Rather than focus on the the potential pitfalls of bringing Almora back and hoping he’s able to perform at a much higher level, let’s look at how the Cubs can ensure his relative success.
It’s pretty clear that the solution cannot simply be to give him more consistent playing time, something his biggest supporters have often cited as a reason for his stunted development. Whether it’s the potential pursuit of Shogo Akiyama or even giving Nico Hoerner some time in center, it seems clear the Cubs are looking for different solutions in center.
That means being judicious with Almora by putting him in situations where he has the very best chance of being productive.
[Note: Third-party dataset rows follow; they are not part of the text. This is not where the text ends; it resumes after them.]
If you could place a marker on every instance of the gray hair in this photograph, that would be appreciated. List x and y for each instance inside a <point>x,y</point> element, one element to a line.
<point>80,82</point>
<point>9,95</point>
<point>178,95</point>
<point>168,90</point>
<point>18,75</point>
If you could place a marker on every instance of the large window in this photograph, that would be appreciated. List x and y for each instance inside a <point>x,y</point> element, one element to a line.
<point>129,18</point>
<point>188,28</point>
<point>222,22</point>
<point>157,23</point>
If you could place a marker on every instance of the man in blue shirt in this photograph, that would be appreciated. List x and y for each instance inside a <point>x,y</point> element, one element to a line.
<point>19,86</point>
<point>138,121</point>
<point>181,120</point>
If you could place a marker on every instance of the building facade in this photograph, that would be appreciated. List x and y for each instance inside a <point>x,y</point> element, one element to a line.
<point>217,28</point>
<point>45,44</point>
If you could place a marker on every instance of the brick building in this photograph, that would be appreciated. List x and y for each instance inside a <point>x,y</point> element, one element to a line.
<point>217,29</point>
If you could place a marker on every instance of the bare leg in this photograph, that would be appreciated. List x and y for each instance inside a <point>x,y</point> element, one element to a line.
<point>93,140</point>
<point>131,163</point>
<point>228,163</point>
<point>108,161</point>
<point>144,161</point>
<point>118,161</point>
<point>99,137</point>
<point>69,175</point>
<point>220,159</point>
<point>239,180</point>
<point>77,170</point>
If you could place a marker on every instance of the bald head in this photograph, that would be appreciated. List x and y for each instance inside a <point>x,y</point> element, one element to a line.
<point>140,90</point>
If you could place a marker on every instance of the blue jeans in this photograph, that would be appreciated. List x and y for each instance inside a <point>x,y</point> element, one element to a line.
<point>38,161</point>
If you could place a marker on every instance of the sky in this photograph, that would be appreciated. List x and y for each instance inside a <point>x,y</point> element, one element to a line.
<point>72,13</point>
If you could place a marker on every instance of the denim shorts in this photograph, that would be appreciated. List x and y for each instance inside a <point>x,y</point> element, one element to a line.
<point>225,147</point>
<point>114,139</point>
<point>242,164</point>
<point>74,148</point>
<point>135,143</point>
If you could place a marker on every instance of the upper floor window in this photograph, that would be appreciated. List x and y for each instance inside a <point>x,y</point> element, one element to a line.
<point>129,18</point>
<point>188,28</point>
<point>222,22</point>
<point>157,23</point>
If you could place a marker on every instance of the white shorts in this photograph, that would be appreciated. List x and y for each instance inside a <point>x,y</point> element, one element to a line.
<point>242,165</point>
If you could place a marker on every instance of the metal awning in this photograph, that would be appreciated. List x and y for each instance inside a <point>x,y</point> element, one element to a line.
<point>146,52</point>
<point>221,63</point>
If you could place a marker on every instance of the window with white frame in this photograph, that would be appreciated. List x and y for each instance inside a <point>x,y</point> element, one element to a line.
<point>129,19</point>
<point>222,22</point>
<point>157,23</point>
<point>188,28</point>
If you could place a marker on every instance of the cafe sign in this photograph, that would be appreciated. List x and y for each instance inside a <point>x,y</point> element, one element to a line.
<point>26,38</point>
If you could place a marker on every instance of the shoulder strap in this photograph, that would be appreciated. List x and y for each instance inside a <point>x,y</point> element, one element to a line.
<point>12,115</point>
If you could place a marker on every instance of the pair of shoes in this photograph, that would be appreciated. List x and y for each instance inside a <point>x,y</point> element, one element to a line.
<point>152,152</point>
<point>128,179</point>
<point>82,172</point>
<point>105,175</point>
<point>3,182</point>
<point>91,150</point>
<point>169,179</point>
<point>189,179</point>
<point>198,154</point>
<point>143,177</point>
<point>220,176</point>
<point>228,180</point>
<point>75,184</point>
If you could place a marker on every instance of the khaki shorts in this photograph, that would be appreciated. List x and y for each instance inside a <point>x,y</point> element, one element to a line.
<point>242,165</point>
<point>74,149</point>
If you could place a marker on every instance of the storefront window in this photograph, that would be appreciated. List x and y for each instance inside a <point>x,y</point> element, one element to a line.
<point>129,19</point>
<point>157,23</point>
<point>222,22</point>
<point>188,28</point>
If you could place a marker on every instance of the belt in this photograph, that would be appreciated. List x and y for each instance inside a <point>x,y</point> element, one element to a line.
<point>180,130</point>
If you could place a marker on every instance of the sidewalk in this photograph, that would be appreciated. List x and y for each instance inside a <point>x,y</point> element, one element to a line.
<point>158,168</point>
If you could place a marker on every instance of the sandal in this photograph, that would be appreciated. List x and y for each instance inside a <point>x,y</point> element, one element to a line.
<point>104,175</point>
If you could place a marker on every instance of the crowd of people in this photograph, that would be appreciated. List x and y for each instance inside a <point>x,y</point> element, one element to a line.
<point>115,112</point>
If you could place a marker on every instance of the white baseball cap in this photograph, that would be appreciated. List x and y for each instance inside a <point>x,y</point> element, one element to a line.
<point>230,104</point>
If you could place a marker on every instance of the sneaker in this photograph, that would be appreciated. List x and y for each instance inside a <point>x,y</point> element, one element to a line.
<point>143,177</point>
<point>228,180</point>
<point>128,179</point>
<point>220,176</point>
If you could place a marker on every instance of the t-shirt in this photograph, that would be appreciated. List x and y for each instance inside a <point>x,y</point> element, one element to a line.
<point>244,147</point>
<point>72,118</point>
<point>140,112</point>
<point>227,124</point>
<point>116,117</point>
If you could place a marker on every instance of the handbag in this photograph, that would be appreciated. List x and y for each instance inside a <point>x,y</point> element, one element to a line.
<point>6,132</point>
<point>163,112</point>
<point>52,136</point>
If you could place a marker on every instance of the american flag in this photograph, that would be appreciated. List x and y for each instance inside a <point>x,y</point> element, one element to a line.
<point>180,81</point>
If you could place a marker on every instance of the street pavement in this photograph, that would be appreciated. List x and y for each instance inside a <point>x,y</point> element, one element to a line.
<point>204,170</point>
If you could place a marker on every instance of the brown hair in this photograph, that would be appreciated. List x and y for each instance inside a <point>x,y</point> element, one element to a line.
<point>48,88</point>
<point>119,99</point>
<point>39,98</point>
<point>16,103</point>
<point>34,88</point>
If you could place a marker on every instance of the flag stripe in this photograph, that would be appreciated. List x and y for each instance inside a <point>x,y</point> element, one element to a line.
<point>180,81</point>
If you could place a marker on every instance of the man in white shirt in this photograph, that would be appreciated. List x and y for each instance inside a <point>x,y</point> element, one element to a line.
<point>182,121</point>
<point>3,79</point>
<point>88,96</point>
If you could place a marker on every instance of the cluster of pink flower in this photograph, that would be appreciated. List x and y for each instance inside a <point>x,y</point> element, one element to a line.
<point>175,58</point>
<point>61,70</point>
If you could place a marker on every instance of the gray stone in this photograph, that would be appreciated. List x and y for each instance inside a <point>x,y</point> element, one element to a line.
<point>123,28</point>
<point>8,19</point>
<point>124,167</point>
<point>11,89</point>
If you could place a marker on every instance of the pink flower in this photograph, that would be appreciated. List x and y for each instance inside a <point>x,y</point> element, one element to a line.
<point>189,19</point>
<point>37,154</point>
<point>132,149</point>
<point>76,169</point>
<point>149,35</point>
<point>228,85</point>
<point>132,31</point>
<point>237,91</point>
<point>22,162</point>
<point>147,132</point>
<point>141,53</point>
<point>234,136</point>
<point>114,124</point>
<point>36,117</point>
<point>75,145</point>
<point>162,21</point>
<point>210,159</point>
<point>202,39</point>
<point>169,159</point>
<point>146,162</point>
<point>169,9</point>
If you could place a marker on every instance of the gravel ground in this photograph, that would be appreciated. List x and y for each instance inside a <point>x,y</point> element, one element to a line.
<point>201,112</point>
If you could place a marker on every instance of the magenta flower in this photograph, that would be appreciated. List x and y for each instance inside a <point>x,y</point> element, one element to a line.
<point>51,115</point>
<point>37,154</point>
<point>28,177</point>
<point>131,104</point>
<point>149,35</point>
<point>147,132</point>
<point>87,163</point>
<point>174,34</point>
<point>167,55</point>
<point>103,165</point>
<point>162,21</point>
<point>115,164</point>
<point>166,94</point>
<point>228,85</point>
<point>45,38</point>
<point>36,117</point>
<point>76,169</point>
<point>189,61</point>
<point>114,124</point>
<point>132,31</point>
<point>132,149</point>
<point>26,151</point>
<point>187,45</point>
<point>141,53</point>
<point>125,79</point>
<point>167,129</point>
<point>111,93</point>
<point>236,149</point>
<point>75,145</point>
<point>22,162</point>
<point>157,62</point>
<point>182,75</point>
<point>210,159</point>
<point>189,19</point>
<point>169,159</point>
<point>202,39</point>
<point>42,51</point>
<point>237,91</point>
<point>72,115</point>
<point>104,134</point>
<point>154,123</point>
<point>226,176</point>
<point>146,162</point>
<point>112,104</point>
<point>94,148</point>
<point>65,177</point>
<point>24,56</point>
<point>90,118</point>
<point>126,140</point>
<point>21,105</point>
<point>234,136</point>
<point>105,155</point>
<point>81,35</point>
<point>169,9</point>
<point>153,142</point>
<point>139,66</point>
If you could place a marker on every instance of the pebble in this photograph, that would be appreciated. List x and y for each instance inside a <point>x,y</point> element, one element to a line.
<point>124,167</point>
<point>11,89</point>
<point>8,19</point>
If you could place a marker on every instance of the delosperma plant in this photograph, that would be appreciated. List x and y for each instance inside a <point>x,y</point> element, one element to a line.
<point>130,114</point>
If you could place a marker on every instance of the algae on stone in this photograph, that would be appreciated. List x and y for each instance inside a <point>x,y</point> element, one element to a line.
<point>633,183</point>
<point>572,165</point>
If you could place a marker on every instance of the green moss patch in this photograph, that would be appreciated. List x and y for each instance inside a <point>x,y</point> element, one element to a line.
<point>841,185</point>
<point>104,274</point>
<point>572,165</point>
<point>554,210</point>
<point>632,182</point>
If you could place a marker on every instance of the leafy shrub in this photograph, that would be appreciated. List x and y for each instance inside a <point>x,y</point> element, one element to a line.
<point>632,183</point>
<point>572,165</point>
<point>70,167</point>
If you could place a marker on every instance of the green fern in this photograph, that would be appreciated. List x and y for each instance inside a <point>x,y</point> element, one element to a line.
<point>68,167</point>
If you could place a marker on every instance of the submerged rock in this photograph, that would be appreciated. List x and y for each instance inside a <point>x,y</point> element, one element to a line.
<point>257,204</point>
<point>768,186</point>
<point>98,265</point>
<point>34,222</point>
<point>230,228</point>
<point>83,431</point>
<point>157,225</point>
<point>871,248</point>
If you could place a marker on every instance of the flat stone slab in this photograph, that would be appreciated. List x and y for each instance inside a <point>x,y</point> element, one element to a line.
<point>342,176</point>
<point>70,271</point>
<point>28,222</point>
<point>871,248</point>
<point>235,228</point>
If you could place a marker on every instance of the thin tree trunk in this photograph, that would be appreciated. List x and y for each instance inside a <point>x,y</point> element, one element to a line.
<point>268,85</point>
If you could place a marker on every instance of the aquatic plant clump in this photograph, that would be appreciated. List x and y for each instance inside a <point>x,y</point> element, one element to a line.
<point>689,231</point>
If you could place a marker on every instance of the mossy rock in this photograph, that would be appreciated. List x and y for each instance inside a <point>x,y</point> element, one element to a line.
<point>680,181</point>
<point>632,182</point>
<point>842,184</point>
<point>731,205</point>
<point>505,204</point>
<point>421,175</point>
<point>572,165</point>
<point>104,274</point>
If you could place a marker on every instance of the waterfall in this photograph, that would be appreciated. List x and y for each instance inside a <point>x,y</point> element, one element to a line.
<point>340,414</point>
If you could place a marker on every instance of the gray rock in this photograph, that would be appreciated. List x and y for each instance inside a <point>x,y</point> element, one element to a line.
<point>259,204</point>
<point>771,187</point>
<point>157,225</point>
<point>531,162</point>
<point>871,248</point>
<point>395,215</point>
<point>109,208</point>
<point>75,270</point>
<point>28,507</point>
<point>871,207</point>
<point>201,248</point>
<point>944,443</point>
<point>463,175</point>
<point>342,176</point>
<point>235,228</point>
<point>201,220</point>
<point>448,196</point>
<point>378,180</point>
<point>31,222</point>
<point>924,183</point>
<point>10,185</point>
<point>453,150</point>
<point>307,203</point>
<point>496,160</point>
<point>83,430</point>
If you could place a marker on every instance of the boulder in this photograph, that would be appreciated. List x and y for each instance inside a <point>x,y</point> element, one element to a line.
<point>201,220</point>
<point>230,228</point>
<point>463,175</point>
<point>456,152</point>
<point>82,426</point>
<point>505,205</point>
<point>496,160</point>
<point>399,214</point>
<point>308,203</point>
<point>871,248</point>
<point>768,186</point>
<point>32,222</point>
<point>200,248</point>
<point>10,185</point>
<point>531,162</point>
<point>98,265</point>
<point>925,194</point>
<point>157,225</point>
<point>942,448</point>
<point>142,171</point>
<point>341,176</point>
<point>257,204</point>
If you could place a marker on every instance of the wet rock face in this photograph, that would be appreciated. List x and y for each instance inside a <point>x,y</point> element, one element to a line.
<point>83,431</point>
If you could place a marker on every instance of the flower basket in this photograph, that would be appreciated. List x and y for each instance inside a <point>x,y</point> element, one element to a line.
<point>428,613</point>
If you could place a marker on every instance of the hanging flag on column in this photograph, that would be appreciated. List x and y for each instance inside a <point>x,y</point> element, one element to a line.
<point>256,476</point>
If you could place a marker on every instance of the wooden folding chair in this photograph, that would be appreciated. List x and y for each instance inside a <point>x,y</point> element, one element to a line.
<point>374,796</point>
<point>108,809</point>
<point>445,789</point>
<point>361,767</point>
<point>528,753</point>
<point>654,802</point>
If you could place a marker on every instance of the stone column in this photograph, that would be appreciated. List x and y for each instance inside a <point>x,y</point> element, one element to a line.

Joe Maddon actively disregarded such dynamic deployment in 2019, chalking Almora’s success against righties up to small-sample luck. For him to be successful going forward, David Ross and the Cubs have to be willing to shift their strategy to fit what Almora’s doing well. It won’t hurt if that means he’s left-handed pitching and playing productive defense in center.
Prior to last year’s disastrous results, Almora had fairly consistently been able to hold his own against southpaws, recording wRC+ splits of 136 and 101 in 2017 and 2018, respectively. In 2019, however, he posted a 37 wRC+ against lefties, 73% worse than the average hitter. If he can return to just a league-average level in that regard, there is a absolutely a role for him on a winning major league roster.
Do I think that means he should start a majority of the Cubs’ games against lefties? Not so much, since a season as bad as he just finished necessitates a total reevaluation of his abilities. Getting the occasional start and some low-leverage pinch-hitting opportunities against vulnerable pitchers represents one potential confidence-building niche for Almora in 2020.
Defense was the primary skillset he had previously demonstrated at the major league level, and we’ve seen plenty of players who could make up for offense with defense. While he struggled mightily in center last year, he has rated as a positive defender in each of his other major league campaigns and could very possibly regain that form moving forward.
While narrowing his role to bench player fit for very limited situational deployment surely wasn’t the role Theo Epstein and Jed Hoyer envisioned for Almora, it’s not without value. The Cubs have seen the need for fringe players with specific duties and skills, and the expanded 26-man roster in 2020 means that much more room for a specialty player.
There’s one other aspect to this whole thing that many have dismissed but that nonetheless bears a little attention. Almora’s production appeared to suffer significantly after a foul ball from his bat struck a young fan in Houston. Baseball can be as much a mental game as it is physical, so it’s not beyond reason to think that Almora may have been shaken to the point that it affected his game at the plate and in the field. Taking a break over the winter and then being brought along slowly could rebuild that lost confidence.
In short, the version of Almora Cubs fans saw from 2016-18 has a meaningful role to play on a major league roster. While 2019 may have dashed the idea his future is as an everyday player, there’s a strong argument that it shouldn’t erase the numerous things he has done well and still could do well in the future.